4. La tua ricetta per definire le nuove competenze infermieristiche per gli infermieri.

Potrei farti una lista infinita, ma mi limito ai punti necessari per permettere a questo professionista di liberarsi delle catene che lo tengono al palo e non gli permettono di evolvere.

Innanzi tutto il Codice Deontologico: abolire completamente l’art. 49 che demansiona di fatto l’Infermiere.

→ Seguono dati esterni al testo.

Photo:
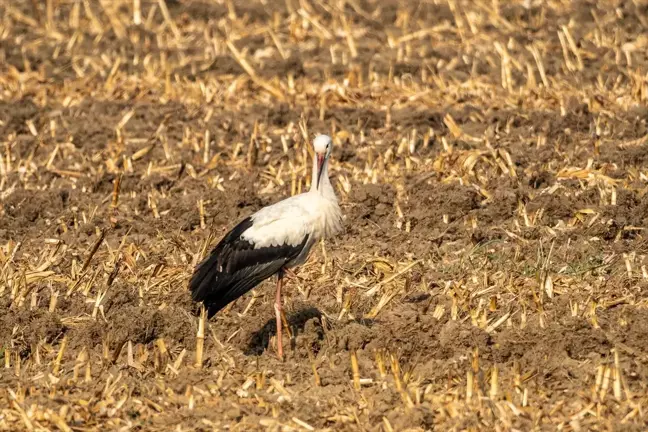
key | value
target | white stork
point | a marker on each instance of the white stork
(269, 242)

Se è vero come è vero che il Codice Deontologico è l’insieme delle regole di autodisciplina e di comportamento che si detta un gruppo di professionisti alla luce dei valori della professione stessa, non vedo perché dobbiamo sottostare a quest’articolo, scritto da pochissimi, e che la gran parte degli infermieri  vorrebbero cancellare.

Il giuramento degli infermieri: sembra più il giuramento delle suore quando prendono i voti che il giuramento fatto dai professionisti della salute del XXI secolo.

E’ evidente il fallimento totale del corso triennale più la magistrale gestito per moduli, che crea lacune enormi e sforna professionisti obbligati  successivamente a tornare ai corsi privati per completare la loro formazione di base.

Innanzitutto toglierei infermieristica 1: il rifacimento dei letti, l’igiene del paziente o come si passa il vitto non può essere compito del responsabile dell’assistenza infermieristica ed è una vergogna solo assistere a quelle lezioni, pensando che ci troviamo nella facoltà di Medicina e Chirurgia.

E’ arrivato il momento di avere una laurea a ciclo unico uguale per tutti, abbandonare i moduli per un corso universitario che si occupi di tutta la formazione inserendo al suo interno temi fondamentali come: BLSD, ALS, wound care, Pic e Midline, lettura ECG e tanto altro che ora, gli studenti, sono  costretti a  frequentare presso dei Provider dopo aver conseguita la laurea.

Successivamente si avrà accesso alle varie specializzazioni previste dalla legge 42/2006 e riprese dalla legge 190/2014 al comma 566, attraverso dei master universitari che faranno dell’infermiere uno specialista.

Credo sia fondamentale un piano di studi del genere se vogliamo stare a pari livello dei medici e avere la piena autonomia professionale. Non si può pensare di voler crescere senza abbandonare una formazione che risale alla notte dei tempi e soprattutto non si può permettere, dopo che si è voluta l’equipollenza quasi un ventennio fa, che ora si torni a pensare a diversi livelli professionali per gli infermieri, modello tipico degli anni ’70 del secolo scorso.